Volatility in supply-chain disruptions in and around China is “bound to appear” in the coming months as the country will likely maintain its targeted zero-Covid policy through at least the end of this year, said Moody’s Analytics.

Also, regional shipping disruptions could be further exacerbated if China’s reactions to evolving US-Taiwan relations lead to the kind of military drills that limited shipping through the Taiwan Strait in August, it added.

It is the weakness of China’s economy — especially the exports — that weighs on the broader Asia-Pacific economy.

“The economy of the Asia-Pacific region is being tested. Export markets are weakening, inflation is rising, and the multiple imbalances holding back China’s economy have only just begun to abate with no clear signal yet of the future,” the analysis authored by Steven Cochrane, Chief Asia-Pacific Economist with Moody’s Analytics said.

Also, the housing market is the other major factor of weakness in China.

“Property developers have yet to find the financing they need to complete their many unfinished projects, and those with mortgages on undelivered housing units continue their payment boycotts. Similarly, cash-strapped local governments and local government finance vehicles are not able to rev up housing or infrastructure construction,” it said.

Prices on new housing units continue to fall, and new construction is down by a third over the year.

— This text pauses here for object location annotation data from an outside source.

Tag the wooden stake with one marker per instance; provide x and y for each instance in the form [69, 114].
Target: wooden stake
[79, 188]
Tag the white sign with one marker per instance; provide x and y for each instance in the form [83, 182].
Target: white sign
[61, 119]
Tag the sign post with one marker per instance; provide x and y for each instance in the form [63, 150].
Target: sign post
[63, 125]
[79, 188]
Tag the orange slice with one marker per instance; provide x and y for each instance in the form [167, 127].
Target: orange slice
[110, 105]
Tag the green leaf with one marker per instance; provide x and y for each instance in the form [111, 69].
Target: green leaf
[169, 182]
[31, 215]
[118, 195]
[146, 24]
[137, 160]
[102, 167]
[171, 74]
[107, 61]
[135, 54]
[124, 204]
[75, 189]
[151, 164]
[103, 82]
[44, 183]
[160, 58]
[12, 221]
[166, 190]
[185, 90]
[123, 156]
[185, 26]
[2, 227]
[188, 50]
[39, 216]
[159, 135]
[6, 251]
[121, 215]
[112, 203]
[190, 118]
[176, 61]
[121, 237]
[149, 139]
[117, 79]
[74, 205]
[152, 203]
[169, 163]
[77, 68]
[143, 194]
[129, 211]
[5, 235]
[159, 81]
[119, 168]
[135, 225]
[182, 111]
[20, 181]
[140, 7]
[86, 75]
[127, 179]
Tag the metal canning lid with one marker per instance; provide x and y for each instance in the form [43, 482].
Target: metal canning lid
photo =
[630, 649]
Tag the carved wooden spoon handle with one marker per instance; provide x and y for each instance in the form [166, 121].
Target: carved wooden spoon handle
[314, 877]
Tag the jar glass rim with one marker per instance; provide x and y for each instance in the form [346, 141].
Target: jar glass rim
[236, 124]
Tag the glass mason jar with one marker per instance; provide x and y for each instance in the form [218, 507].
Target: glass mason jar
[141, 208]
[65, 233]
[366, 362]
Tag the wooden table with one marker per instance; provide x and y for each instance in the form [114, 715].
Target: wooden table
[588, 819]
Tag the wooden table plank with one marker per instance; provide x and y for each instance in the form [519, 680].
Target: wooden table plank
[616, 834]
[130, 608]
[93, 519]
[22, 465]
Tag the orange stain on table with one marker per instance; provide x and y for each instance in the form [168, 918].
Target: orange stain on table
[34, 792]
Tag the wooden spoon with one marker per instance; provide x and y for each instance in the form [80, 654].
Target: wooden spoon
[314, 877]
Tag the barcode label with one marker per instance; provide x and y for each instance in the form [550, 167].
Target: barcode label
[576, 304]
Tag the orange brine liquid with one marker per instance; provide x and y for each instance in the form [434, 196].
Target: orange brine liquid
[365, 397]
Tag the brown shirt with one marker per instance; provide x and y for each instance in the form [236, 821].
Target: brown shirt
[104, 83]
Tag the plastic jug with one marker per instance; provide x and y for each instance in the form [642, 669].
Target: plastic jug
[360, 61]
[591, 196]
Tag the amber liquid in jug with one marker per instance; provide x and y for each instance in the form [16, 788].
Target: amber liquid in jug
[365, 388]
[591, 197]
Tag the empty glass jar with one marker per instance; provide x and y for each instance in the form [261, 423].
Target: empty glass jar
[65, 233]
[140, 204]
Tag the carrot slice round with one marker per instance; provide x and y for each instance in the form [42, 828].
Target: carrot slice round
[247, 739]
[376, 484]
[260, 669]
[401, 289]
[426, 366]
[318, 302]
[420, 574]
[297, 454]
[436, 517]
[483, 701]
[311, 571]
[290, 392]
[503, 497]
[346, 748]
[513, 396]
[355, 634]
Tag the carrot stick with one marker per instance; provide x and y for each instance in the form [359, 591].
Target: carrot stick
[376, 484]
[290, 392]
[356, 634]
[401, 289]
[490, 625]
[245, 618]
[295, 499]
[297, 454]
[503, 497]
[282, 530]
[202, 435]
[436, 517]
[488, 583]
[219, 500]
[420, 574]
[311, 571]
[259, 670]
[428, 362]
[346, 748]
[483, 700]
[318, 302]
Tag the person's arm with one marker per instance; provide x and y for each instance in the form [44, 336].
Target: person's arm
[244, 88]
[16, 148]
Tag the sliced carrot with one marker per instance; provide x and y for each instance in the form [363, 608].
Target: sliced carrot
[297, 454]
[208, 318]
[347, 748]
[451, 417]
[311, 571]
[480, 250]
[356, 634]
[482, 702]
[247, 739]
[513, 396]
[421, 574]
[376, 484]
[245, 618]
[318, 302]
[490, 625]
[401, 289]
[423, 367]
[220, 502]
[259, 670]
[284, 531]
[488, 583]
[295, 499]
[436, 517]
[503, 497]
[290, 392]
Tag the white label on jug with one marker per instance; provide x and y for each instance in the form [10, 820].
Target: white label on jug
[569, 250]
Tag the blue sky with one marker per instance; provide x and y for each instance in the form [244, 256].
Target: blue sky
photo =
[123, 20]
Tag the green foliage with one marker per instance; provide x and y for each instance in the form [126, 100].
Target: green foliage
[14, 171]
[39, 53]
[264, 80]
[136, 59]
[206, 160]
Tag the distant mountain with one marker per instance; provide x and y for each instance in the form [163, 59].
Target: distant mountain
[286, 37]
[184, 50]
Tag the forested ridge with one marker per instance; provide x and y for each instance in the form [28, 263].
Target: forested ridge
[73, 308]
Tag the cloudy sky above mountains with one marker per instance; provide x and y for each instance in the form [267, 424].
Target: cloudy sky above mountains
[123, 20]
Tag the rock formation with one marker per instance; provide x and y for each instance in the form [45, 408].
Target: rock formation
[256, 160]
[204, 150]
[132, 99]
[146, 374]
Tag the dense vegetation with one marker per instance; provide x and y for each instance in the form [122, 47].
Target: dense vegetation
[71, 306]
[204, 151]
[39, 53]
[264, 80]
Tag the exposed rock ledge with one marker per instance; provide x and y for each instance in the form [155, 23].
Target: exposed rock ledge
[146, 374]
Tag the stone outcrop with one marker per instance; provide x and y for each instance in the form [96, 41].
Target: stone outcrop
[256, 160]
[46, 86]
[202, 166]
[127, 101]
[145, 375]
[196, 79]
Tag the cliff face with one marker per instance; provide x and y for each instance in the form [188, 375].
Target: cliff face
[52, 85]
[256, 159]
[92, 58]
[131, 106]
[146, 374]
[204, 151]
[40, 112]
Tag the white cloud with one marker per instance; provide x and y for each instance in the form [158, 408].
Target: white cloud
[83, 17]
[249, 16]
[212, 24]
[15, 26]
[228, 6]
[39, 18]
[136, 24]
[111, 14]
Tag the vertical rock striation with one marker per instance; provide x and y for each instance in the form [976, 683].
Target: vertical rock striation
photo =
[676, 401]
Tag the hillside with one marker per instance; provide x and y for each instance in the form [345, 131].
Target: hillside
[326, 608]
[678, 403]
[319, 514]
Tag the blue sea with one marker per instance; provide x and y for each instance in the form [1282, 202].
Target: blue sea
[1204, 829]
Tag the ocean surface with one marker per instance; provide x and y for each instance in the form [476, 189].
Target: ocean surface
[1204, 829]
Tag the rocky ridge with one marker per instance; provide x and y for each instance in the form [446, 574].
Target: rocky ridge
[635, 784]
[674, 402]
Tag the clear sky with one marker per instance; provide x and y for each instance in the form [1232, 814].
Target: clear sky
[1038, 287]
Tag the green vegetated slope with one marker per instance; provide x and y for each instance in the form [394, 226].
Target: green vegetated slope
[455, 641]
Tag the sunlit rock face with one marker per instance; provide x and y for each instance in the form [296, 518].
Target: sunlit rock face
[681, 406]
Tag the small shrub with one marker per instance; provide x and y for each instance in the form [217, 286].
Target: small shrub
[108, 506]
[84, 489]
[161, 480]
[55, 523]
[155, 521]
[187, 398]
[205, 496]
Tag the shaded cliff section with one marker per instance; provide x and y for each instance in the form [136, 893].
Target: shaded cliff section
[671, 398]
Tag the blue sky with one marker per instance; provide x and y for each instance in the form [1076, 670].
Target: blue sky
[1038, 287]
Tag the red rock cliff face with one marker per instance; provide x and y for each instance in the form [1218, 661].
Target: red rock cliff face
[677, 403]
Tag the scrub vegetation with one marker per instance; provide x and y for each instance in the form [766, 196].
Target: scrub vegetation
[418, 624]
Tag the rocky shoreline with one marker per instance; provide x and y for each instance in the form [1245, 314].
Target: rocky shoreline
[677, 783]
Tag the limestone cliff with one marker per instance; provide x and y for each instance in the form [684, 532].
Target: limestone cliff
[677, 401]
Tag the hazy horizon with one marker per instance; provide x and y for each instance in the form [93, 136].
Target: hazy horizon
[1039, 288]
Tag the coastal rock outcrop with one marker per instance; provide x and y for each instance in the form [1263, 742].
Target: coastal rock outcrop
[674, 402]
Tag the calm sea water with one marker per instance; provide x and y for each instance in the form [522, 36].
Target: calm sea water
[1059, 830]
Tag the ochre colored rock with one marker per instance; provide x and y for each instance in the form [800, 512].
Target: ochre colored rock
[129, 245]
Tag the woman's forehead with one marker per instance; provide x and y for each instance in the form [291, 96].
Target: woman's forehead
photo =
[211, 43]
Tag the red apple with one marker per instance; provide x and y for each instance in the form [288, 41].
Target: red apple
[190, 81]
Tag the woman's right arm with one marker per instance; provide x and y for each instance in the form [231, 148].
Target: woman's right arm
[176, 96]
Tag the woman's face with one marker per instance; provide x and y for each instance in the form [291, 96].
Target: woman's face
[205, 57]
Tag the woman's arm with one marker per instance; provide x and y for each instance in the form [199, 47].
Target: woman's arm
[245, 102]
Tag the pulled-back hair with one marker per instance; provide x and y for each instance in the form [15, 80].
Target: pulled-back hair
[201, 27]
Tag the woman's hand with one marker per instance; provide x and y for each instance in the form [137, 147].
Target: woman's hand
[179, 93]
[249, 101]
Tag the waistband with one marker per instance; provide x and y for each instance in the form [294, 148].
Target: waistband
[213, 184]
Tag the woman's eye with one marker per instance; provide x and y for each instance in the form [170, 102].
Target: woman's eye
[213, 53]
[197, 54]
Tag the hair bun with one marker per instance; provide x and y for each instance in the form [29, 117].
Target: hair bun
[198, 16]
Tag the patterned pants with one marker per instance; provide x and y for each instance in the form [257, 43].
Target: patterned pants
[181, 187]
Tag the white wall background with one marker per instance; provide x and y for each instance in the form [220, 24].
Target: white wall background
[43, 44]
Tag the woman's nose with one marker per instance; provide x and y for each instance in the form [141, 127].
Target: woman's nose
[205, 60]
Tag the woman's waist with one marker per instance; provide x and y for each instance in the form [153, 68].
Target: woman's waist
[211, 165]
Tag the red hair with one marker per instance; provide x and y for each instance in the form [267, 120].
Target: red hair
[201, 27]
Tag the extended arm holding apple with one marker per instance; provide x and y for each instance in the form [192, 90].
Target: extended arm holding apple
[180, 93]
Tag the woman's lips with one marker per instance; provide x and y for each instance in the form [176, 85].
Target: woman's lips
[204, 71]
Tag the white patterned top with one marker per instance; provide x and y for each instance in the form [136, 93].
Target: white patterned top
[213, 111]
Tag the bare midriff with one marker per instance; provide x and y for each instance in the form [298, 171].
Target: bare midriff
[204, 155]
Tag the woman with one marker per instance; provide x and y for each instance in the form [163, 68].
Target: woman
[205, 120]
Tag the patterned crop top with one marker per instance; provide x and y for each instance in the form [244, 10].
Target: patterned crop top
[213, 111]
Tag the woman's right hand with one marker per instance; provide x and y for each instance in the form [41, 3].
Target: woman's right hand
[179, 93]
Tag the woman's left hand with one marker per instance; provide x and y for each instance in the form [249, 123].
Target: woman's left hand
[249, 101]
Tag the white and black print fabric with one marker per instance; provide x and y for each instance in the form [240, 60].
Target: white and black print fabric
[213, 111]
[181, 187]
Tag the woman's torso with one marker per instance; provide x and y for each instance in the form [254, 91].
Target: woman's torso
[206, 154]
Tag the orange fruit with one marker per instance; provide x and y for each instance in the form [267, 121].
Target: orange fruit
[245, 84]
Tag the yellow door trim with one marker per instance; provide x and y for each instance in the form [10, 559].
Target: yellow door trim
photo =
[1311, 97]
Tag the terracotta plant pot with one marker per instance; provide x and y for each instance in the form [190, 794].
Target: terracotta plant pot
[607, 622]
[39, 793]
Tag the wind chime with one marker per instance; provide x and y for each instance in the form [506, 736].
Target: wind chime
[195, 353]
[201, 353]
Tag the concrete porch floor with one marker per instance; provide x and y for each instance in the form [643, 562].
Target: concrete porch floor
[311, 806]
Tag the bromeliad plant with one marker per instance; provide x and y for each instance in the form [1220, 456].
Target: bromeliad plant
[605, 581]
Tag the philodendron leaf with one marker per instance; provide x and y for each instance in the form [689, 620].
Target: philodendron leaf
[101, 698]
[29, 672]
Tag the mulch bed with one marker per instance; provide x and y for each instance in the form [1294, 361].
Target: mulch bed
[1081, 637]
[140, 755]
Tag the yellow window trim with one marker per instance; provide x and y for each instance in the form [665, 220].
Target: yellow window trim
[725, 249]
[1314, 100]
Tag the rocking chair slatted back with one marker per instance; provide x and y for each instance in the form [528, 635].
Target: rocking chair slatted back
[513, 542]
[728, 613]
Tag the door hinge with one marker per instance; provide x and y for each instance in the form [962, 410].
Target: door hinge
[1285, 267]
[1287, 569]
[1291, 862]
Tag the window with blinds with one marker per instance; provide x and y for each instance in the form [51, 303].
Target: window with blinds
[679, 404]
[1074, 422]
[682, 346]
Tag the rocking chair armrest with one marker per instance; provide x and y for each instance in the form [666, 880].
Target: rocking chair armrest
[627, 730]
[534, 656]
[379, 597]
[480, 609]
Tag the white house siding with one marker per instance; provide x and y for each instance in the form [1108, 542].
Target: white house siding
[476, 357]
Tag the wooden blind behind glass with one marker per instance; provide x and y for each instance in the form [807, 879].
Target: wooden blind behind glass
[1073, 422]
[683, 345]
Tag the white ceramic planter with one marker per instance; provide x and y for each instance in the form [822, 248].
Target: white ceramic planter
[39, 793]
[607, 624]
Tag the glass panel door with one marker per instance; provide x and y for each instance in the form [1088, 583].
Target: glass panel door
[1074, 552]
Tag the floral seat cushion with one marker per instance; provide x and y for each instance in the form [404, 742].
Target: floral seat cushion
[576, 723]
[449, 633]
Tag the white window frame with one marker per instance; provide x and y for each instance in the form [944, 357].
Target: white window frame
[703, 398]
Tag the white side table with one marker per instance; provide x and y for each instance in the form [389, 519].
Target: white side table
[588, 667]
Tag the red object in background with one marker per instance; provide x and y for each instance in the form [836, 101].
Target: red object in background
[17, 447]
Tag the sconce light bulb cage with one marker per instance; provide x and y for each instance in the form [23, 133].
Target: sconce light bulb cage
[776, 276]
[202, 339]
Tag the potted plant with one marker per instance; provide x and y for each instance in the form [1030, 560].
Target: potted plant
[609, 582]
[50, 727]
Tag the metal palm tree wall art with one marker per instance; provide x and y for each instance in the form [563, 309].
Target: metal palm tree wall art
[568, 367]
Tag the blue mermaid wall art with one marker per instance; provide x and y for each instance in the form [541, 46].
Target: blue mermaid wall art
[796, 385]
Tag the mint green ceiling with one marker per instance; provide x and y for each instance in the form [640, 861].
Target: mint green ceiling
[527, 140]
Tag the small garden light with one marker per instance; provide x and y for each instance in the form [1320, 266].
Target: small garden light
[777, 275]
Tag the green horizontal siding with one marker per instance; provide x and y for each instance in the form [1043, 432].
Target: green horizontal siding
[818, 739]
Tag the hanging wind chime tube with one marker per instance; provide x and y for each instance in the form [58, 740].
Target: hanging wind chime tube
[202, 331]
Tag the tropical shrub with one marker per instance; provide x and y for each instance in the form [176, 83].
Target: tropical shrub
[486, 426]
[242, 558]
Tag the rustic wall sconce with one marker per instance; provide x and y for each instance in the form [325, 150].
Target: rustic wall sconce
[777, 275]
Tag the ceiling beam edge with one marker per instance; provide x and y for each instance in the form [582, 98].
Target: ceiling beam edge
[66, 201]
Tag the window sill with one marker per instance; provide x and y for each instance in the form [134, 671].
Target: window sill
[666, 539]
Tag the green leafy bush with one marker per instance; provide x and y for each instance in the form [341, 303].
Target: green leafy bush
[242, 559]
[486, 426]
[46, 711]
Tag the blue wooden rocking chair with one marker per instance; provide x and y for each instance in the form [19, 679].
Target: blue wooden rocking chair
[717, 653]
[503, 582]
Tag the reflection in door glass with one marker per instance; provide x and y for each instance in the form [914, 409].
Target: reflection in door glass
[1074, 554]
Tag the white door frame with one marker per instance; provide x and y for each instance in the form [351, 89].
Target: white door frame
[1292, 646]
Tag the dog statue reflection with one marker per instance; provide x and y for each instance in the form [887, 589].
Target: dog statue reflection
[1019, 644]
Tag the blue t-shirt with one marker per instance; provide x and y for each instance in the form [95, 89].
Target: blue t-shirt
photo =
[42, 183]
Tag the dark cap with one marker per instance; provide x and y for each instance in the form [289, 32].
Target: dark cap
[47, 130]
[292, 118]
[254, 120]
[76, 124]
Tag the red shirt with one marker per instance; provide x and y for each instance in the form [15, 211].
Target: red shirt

“Outside of the tier one cities, the market is quite weak,” it added.

However, the silver lining is that some glimmer of improvement has come from the acceleration of both retail sales and industrial production in August, indicating a more robust fourth quarter, it said, adding that it is not likely to bring the 2022 GDP growth rate much above 3 per cent this year.

The good part about most of the Asia-Pacific region, including Southeast Asia and India, Moody’s Analytics analysis said, is that it is nowhere near the risk of recession being faced in Europe as inflation is below the elevated levels seen in Europe and in the US.